When police encourage and orchestrate ”terrorist plots,” and then arrest their ”co-conspirators” prior to the act, can you call it law enforcement? It seems we're about to find out in the trial of the NATO 3, which just wrapped up its eighth day on Thursday in a Chicago courtroom.
The case involves three men – Brian Jacob Church, Jared Chase, and Brent Betterly – who are accused of conspiracy to commit terrorism during the 2012 NATO Summit in Chicago. According to the prosecution, their alleged targets included President Obama's campaign headquarters.
They were arrested after a raid discovered four beer bottles that allegedly contained gasoline. All three men face up to 40 years in prison. The raid took place a few days before a massive march and rally of tens of thousands protesting the summit.

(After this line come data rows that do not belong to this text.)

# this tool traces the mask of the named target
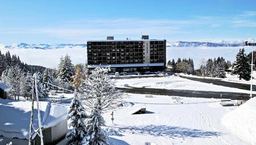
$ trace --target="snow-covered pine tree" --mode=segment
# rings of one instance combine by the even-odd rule
[[[92,74],[82,80],[79,90],[84,94],[81,99],[85,100],[86,109],[90,109],[95,103],[95,97],[101,99],[99,105],[101,111],[114,109],[119,106],[122,93],[115,88],[114,82],[108,74],[109,68],[97,67]]]
[[[212,60],[209,59],[208,60],[207,60],[206,63],[206,76],[211,76],[212,74],[212,67],[213,65],[213,63],[212,61]]]
[[[174,59],[172,59],[172,62],[171,62],[171,65],[172,67],[172,71],[173,71],[174,72],[175,72],[176,71],[176,68],[177,68],[177,65],[176,65],[176,64],[175,63],[175,61],[174,60]]]
[[[245,49],[240,49],[237,55],[237,60],[234,64],[234,71],[233,74],[237,74],[239,79],[243,79],[246,81],[250,80],[251,68],[249,61],[248,56],[244,53]]]
[[[44,70],[43,81],[44,82],[43,83],[44,96],[46,97],[48,96],[48,93],[50,92],[50,90],[53,89],[53,87],[52,86],[52,85],[50,85],[47,83],[44,83],[44,82],[46,82],[52,84],[53,84],[52,76],[49,69],[46,69],[46,70]]]
[[[207,67],[206,67],[206,63],[205,59],[204,58],[201,59],[200,62],[200,71],[201,75],[203,76],[206,76],[206,71],[207,71]]]
[[[9,68],[11,66],[11,57],[9,51],[6,52],[5,53],[5,63],[6,67]]]
[[[7,92],[10,97],[14,97],[15,100],[19,100],[21,93],[20,84],[23,74],[20,68],[18,66],[11,66],[5,71],[2,75],[1,80],[10,88]]]
[[[101,100],[95,100],[93,109],[92,110],[90,118],[86,123],[86,138],[89,139],[90,145],[108,145],[109,137],[101,126],[105,126],[105,121],[101,115],[101,109],[100,105]]]
[[[15,55],[14,55],[11,57],[11,66],[15,65],[20,67],[18,64],[17,56]]]
[[[217,64],[217,77],[219,78],[226,77],[226,73],[225,73],[224,69],[225,68],[224,67],[223,65],[221,65],[220,63]]]
[[[82,79],[85,79],[85,78],[82,78],[82,70],[81,69],[82,68],[80,68],[80,66],[76,65],[75,67],[75,73],[72,77],[72,86],[77,90],[79,89],[80,86]]]
[[[5,70],[5,55],[2,55],[0,51],[0,76],[2,76],[2,73]]]
[[[68,88],[72,82],[72,76],[74,74],[75,71],[70,56],[66,55],[64,59],[61,58],[59,67],[58,77],[61,80],[60,85],[63,88]]]
[[[68,110],[68,127],[71,129],[66,135],[69,145],[89,144],[86,138],[87,127],[85,119],[88,118],[82,102],[75,93]]]
[[[34,76],[34,75],[33,75]],[[32,78],[34,79],[34,78]],[[47,97],[46,93],[44,93],[43,86],[43,77],[42,74],[40,72],[38,72],[36,74],[36,81],[38,85],[38,97],[39,98],[45,98]],[[48,95],[48,94],[47,94]]]
[[[24,81],[22,84],[22,95],[27,100],[31,100],[32,98],[32,76],[30,73],[27,73]]]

The court testimonies of Chicago police officers Nadia Chikko and Mehmet Uygun, who spied on Occupy Chicago meetings, protests, concerts and activities, including at the city's Heartland Cafe, revealed that the two undercover police officers encouraged the defendants to be violent and perhaps even orchestrated the plan from the start – what has become a key issue for the defense.
It was Uygun who brought up the idea of using molotov cocktails with the men, then offered to make them. He even said he would “terrorize” the city. Uygun said he made the remarks in order to feel “included” in the group's plans.
The undercover cops also made recordings of the defendants sometimes saying violent things. However, the defendants were more concerned with drinking beer and smoking pot, the defense argued, claiming they were ”goofs” and not terrorists.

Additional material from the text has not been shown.